After all, what right does Standard & Poor have to point fingers at our politicians for poor policy making? Isn’t that rather poor policy making on the part of Standard & Poor? It seems this decision was based largely on their perception that our politicians don’t exactly get along. However did they get that idea!
CNN’s Wire Staff, on the CNN website late on August 5, 2011, posted an item called Obama Official Calls Credit Analysis Rating ‘Way Off’, in which Standard & Poor’s head of sovereign ratings (that sounds so grandiloquent, he must be something like a Grand Poo-bah) stated the rating reduction resulted from “political risks [and] rising debt burden."

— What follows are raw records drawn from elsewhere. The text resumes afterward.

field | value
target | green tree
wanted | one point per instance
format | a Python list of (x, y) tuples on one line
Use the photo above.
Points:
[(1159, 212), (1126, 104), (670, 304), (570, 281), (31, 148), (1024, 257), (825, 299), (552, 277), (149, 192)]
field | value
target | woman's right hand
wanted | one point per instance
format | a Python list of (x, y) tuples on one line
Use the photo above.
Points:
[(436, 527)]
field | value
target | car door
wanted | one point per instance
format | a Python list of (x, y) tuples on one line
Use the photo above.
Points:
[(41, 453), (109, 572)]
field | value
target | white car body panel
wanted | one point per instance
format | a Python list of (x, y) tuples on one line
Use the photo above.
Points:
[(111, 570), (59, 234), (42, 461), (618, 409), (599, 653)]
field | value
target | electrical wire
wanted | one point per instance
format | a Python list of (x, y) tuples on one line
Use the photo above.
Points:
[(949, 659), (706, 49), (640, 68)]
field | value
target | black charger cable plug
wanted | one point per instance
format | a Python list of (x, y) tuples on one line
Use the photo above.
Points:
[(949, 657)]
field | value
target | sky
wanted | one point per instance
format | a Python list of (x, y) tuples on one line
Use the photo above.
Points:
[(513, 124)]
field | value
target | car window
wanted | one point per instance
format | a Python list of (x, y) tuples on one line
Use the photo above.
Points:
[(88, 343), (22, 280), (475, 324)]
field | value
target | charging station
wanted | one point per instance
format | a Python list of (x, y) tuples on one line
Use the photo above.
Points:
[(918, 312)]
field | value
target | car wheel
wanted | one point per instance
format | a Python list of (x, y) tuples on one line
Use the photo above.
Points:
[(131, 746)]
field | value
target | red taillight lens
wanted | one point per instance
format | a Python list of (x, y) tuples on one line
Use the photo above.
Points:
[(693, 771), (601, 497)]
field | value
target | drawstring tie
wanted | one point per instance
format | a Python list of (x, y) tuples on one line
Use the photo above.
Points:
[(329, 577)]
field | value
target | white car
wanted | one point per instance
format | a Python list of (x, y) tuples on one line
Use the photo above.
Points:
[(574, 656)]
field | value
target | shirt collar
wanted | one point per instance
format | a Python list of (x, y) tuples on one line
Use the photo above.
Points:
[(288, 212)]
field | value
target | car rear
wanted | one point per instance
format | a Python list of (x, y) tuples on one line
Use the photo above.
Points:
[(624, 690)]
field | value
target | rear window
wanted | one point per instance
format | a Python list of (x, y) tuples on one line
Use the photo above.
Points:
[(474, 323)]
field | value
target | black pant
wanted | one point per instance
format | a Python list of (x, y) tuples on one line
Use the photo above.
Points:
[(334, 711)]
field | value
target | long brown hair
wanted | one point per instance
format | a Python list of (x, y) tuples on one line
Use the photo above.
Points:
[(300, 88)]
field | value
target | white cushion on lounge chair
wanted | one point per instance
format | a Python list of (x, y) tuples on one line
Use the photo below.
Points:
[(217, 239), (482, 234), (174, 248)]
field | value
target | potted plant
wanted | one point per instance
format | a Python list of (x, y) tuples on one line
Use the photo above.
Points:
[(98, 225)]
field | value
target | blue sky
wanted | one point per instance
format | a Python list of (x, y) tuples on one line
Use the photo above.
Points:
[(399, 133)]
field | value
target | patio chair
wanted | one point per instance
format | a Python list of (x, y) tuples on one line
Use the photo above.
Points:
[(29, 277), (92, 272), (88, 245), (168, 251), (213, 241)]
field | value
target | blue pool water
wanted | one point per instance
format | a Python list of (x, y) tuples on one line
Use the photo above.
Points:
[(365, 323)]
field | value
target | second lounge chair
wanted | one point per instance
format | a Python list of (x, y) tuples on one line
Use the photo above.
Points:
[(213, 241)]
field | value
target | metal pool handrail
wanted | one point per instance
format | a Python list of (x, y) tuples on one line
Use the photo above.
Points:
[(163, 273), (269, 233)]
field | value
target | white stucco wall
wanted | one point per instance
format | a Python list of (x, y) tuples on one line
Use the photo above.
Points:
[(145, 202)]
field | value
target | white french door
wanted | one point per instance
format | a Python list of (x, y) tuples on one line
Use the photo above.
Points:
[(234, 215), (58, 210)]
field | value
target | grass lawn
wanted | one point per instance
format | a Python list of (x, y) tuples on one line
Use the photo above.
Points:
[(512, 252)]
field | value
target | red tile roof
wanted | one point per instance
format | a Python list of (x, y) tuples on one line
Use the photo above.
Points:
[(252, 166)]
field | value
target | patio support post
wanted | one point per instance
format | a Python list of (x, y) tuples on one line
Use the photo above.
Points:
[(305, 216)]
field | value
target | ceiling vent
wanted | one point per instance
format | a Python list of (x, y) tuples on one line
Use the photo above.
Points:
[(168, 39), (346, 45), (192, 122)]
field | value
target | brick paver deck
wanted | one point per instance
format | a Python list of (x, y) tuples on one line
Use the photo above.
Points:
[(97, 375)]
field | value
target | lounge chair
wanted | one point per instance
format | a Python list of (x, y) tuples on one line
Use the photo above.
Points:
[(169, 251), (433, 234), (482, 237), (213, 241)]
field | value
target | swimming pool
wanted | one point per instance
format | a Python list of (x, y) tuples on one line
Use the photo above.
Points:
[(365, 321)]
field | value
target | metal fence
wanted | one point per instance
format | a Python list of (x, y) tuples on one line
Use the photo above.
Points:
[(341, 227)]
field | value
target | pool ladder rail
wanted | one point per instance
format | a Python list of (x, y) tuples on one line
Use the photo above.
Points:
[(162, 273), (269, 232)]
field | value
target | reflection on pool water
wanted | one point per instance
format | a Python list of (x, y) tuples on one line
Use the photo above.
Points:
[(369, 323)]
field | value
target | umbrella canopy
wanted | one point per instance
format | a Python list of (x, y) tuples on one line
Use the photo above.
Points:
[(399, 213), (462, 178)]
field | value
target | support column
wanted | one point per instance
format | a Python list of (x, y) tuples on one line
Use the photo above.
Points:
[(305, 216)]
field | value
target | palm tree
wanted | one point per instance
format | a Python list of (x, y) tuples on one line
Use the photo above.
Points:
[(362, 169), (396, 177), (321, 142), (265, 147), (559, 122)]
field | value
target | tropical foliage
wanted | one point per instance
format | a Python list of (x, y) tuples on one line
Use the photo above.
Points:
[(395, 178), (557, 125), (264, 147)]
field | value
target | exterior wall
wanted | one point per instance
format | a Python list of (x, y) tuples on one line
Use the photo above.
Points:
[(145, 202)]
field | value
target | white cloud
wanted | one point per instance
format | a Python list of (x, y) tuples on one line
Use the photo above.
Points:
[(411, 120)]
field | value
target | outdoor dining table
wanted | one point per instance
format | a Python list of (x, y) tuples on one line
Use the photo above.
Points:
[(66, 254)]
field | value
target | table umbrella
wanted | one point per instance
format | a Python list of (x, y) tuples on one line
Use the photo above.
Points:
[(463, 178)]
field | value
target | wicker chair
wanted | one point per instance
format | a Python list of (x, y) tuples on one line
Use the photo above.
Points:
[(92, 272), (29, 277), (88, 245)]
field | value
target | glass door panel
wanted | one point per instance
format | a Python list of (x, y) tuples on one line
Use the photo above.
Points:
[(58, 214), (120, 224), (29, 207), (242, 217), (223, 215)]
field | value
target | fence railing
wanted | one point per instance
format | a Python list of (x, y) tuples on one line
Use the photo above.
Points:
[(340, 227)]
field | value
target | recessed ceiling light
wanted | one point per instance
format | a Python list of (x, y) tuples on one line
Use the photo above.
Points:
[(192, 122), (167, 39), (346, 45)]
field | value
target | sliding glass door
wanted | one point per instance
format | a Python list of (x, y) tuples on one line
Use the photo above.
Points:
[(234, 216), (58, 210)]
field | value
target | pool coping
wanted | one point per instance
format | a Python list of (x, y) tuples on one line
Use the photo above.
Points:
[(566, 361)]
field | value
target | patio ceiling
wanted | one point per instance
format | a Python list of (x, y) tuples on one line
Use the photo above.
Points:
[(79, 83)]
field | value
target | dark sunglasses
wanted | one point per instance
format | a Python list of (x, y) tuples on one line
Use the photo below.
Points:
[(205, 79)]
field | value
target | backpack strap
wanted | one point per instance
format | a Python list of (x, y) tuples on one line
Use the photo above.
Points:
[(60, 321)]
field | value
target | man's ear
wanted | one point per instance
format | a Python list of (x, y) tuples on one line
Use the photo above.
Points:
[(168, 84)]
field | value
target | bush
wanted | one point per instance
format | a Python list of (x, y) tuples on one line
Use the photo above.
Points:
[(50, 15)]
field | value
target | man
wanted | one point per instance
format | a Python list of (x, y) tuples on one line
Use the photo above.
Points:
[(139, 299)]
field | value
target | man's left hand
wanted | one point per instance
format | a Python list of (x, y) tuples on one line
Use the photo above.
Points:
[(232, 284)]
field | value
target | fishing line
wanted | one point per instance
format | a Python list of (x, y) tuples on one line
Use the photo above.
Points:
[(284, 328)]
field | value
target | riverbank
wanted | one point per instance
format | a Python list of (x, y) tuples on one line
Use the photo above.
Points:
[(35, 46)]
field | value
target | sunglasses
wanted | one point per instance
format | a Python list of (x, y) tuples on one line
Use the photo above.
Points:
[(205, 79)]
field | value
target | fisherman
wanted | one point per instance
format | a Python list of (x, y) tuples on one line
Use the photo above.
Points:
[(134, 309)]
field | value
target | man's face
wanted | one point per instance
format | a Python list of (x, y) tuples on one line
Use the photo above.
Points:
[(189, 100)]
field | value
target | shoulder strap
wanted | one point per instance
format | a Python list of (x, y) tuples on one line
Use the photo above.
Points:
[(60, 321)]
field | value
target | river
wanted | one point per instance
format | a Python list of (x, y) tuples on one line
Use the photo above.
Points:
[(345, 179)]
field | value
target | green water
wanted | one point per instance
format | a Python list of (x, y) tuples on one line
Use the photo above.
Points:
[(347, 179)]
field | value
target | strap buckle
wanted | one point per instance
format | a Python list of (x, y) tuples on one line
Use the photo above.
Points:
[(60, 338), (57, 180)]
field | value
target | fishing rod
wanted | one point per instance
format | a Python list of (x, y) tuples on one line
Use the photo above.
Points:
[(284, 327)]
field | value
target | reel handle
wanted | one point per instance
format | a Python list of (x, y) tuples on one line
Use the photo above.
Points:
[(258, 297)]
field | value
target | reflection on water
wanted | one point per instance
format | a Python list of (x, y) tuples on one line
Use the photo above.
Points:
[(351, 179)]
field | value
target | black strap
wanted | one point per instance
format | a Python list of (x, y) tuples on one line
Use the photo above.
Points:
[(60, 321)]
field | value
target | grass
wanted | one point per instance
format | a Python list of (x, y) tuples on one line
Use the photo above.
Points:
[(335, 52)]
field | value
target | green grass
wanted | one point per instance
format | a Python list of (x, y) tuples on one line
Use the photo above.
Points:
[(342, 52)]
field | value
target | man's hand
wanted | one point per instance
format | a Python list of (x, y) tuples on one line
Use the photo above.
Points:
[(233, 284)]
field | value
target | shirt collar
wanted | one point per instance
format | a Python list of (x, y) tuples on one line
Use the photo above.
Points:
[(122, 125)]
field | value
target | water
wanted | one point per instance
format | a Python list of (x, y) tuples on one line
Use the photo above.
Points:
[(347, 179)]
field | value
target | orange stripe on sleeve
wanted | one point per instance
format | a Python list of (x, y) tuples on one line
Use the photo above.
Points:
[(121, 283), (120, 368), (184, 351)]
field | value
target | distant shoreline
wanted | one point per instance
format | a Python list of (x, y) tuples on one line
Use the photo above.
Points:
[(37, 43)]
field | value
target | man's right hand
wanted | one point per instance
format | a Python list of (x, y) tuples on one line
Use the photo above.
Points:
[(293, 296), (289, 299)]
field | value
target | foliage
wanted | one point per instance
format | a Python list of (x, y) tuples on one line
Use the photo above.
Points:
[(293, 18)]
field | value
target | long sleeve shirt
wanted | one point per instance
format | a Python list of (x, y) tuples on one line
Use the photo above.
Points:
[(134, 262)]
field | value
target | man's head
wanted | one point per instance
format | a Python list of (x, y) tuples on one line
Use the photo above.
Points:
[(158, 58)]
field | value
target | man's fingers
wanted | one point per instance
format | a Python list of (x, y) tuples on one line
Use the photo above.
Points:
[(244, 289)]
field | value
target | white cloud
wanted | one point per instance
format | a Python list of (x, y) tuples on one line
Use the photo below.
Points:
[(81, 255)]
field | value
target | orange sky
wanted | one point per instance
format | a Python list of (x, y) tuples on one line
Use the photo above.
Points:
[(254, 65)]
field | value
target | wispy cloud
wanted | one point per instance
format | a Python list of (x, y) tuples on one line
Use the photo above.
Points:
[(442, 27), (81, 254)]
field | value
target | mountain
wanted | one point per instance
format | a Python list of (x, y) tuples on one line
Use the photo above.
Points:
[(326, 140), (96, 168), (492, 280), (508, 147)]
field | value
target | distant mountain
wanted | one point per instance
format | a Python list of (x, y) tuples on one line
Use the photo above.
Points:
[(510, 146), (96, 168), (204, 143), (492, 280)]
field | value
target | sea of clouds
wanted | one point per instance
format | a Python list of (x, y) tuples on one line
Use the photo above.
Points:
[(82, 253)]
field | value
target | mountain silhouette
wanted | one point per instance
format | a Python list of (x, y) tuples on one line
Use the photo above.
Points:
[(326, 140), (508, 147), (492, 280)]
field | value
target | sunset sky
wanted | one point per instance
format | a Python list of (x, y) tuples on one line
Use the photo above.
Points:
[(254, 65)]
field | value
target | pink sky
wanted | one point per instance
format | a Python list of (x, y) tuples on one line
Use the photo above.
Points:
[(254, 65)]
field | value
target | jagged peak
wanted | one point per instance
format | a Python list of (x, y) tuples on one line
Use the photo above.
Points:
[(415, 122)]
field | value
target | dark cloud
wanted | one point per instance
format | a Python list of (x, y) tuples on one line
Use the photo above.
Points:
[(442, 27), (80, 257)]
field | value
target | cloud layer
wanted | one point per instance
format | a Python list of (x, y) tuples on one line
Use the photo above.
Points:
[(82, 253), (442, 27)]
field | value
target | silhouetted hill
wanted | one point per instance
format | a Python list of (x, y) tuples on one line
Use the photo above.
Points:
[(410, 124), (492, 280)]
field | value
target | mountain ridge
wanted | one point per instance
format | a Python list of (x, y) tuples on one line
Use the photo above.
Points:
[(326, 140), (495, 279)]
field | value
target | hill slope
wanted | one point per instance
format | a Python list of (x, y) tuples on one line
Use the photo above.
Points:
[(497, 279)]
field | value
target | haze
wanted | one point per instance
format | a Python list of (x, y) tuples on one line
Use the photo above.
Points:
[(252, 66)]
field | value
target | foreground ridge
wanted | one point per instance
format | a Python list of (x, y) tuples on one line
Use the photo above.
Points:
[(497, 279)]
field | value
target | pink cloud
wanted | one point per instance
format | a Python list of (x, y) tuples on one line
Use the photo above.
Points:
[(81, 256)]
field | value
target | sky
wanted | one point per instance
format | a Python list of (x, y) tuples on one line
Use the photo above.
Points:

Well, besides the spectacle of our politicians frolicking unmerrily through unproductive July sessions, there is the little matter that our legislators, realizing in May that we had already reached the debt ceiling, removed two liabilities from the nation’s balance sheet, thus creating a false positive balance on the side of assets. This was done to keep people happy prior to the August 2 deadline; I guess whoever did this figured, “Who will ever know?" However, once the House approved the new debt ceiling, the liabilities were returned to the balance sheet, thus throwing our debt-to-GDP ratio in excess of 100%. When I explained this to my daughter, she blurted out, “You mean we’re not making any money?" Yup, that’s right, we’re not.